Wel is het zo dat de betekenis van homoseksualiteit in een literair werk nogal veranderd is onder invloed van de ziekte aids of anders gesteld: omdat aids met name onder homo's nogal hard toeslaat kan de literatuur niet om het onderwerp heen en valt er een tragische grens te constateren: boeken voor en boeken sinds het aids-tijdperk.

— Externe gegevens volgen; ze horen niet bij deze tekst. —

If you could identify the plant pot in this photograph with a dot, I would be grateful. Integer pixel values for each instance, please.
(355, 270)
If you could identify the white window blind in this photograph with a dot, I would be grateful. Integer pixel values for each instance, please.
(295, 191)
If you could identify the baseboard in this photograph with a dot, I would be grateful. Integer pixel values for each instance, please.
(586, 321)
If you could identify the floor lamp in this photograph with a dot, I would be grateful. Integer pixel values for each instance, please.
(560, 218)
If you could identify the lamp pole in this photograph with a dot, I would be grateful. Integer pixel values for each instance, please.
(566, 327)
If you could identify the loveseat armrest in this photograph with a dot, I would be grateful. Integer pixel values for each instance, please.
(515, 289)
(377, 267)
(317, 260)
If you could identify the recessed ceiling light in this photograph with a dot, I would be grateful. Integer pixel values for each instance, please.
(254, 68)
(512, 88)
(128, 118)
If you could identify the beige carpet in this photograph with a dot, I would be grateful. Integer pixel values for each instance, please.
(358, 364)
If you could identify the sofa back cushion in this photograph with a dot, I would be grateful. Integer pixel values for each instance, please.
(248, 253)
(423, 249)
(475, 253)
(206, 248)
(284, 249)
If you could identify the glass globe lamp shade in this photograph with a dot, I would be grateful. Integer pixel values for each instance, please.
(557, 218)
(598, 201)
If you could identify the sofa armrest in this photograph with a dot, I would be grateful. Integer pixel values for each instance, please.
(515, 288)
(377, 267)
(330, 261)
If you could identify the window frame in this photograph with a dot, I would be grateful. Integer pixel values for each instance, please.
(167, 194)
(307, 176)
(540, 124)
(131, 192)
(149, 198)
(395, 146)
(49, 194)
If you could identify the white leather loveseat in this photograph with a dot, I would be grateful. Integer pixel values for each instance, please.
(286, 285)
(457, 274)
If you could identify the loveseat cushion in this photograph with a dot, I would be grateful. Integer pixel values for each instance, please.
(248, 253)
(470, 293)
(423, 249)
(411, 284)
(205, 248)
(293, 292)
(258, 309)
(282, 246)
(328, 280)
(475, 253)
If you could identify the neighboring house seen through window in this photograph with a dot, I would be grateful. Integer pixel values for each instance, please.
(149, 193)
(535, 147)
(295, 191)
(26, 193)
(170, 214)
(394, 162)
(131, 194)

In de nieuwste verhalenbundel 'Spek en bonen' van Tom Lanoye komen beide onderwerpen dan ook voor, zij het dat ze niet of nauwelijks een relatie met elkaar hebben. Alleen al deze opvallende constatering maakt duidelijk dat en waarom de zeven opgenomen verhalen, die allemaal geheel of gedeeltelijk eerder elders verschenen, in een verzamelbundel bijeen werden gebracht.
Overigens is homoseksualiteit niet of nauwelijks een motief voor Lanoye; de personages in drie van de opgenomen verhalen zijn 'gewoon zo', zonder dat het iets af of toe doet aan de feitelijke vertelling of de plot van het verhaal. Hoogstens is het zo dat de voorkeur van de hoofdpersoon in het reisverhaal 'Johannesburg, le Bain' de entourage, een homo-sauna, heeft bepaald.
In twee verhalen komt de ziekte aids aan de orde. In 'Marlon, tu n'es pas un ange' is de ziekte vrij diffuus en ongenoemd aanwezig, zoals ook de in de titel van het verhaal genoemde hoofdpersoon gehuld blijft in een geheimzinnige waas, zowel voor zijn omgeving als voor de lezer; hij houdt het met vrouwen, heeft blijkbaar ook wel eens iets met een man (zijn broer?), gebruikt drugs en heeft het masker (in de betekenis van 'persona') tot stijl van leven verheven. In 'Onweer in de tropen' is aids het leidmotief van het verhaal, waarin een vrouw de belangrijkste personage is maar de ziekte het eigenlijke thema vormt; ondanks die ernst maakte Lanoye er een tragi-komische geschiedenis van met een afloop die even schokkend als verrassend is en bij de niet overgevoelige lezer zeker tot tenminste een glimlach zal leiden, zij het misschien uitsluitend van leedvermaak. Dat is een van de voorrechten van de lezer.
In twee verhalen ('Een perfecte moord' en 'Café Zeezicht') gebeuren de onwaarschijnlijkste dingen die door de auteur echter zo geloofwaardig worden neergezet dat de lezer maar al te graag bereid is met het verhaal mee te gaan, ook omdat Lanoye door de spanningsopbouw van de verhalen de aandacht gevangen weet te houden.
Verreweg het mooiste en ontroerendste verhaal is het laatste in de bundel, het verhaal in brieven 'Moros y cristianos', dat grotendeels in Cuba speelt. De brieven schrijvende hoofdpersoon is zowel creatief als persoonlijk in een impasse gekomen: hij kan niet verder met zijn, evenals hijzelf, schrijvende minnaar, slaat op de vlucht, komt in Cuba terecht en merkt daar dat het hem niet lukt om van zijn vriend los te komen.
Zoals steeds bij de boeken van Lanoye heeft de bundel een eigenzinnig en opvallend omslag: dit keer zijn voor- en achterkant van het boek verwisseld en staat de informatie die normaal op de achterflap is vermeld, op de rug samengeperst.
Met 'Spek en bonen' bezorgde Tom Lanoye een zeer afwisselende en vaak verrassende nieuwe proeve van zijn kunnen en zijn veelzijdige talent.